Project #3: Summarizing poll responses

Course links

Suppose that we have an inconveniently large mass of polling data, and we'd like to summarize it so as to clarify its political implications. The procedures that you'll develop in this lab will automate the process of tallying and classifying the poll results in various ways.

Step 1

I've prepared a starting point for you, at /home/stone/courses/scheme/examples/polls.ss. Copy it into your home directory and open it with DrScheme. It requires the teachpack /home/stone/courses/scheme/teachpacks/hop.ss; ask DrScheme to add that teachpack, if you haven't already done so.

Step 2

The program you loaded in step 1 includes a description of the format in which the polling data will reach you and a sample data set: a list of more than a thousand reports of individual polling sessions. Each of those reports is supposed to include a six-digit number identifying the person polled (the ``respondent''), a two-digit number indicating the county in which she resides, indications of her party affiliation and how she voted in the 2004 presidential election, her positions on sixteen different issues, and a two-digit number identifying the interviewer who posed the questions.

Study the opening comments and examine a few of the reports to make sure that you understand how the incoming data are structured.

Step 3

I've provided some procedures for cleaning up the data, that is, for excluding incorrectly formatted reports and duplicates (multiple reports involving the same respondent).

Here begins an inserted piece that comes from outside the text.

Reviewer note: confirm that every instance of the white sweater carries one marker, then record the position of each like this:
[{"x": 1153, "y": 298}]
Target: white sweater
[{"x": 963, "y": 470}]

Unfortunately, the procedures for excluding duplicates aren't working -- for instance, if you look closely, it turns out that the clean-sample-data list that is supposed to have emerged from the cleaning-up process still has duplicates in it (including no fewer than five identical reports from the respondent with ID number 354374).

Your first job, then, is to figure out what the programmer did wrong and fix it.

Step 4

Once the data have been successfully cleaned up, it is possible to classify and summarize them in a variety of ways. I've provided a simple example -- a procedure, party-tally, that counts the number of respondents who declared a particular party affiliation. And I've shown how to use this procedure to build a table (in the form of an association list, sample-party-tallies) that summarizes the party affiliations of the respondents from the sample poll.

Prepare a similar table showing how the respondents voted in the 2004 Presidential election.

Step 5

Many readers and users of poll results prefer to see such tallies expressed as percentages rather than raw counts. Design, write, and test a procedure, convert-table-to-percentages, that takes as its argument an association list in which the values are positive integers and produces a similar association list in which the values have been converted to percentages of their sum. (Round each percentage instead of keeping all the decimal places.) Apply your procedure to sample-party-tallies and check the result.

Step 6

Design, write, and test a procedure issue-response-by-party-tally that takes four arguments: a list of poll reports, an issue number (in the range from 1 to 16), a party-affiliation symbol, and a response symbol (yes, no, or no-opinion) as arguments and returns a natural number, indicating how many of the respondents who declared that party affiliation gave that response when asked about that issue:

> (issue-response-by-party-tally clean-sample-data 3 'Republican 'yes)
166
> (issue-response-by-party-tally clean-sample-data 12 'other 'no-opinion)
1

Step 7

Construct a list of sixteen association lists, one for each issue. Each of the association lists should have the response symbols yes, no, and no-opinion as its keys and, as the corresponding values, the (rounded) percentages of independent respondents who gave each of those answers when asked about the issue in the clean-sample-data poll. (By ``independent respondents,'' I mean respondents who gave their party affiliation as ``independent.'')

Step 8

Poweshiek County is county 79. Determine whether the percentage of Poweshiek County respondents who answered yes on issue number 13 was higher or lower than the percentage of respondents from other counties.

Step 9

Was voter turnout in the 2004 Presidential election higher among Republicans or Democrats participating in this poll?

Was the rate of ``voter defection'' -- voters belonging to one party voting for the other party's Presidential candidate -- higher among Republicans or Democrats participating in this poll?

Were independents who voted for Bush more likely to answer yes on issue 13 than those who voted for Kerry?

Which Presidential candidate was favored by respondents who answered no on issue 7?

Step 10

Devise similar questions that could be answered by mining the results of the clean-sample-data poll. Answer them.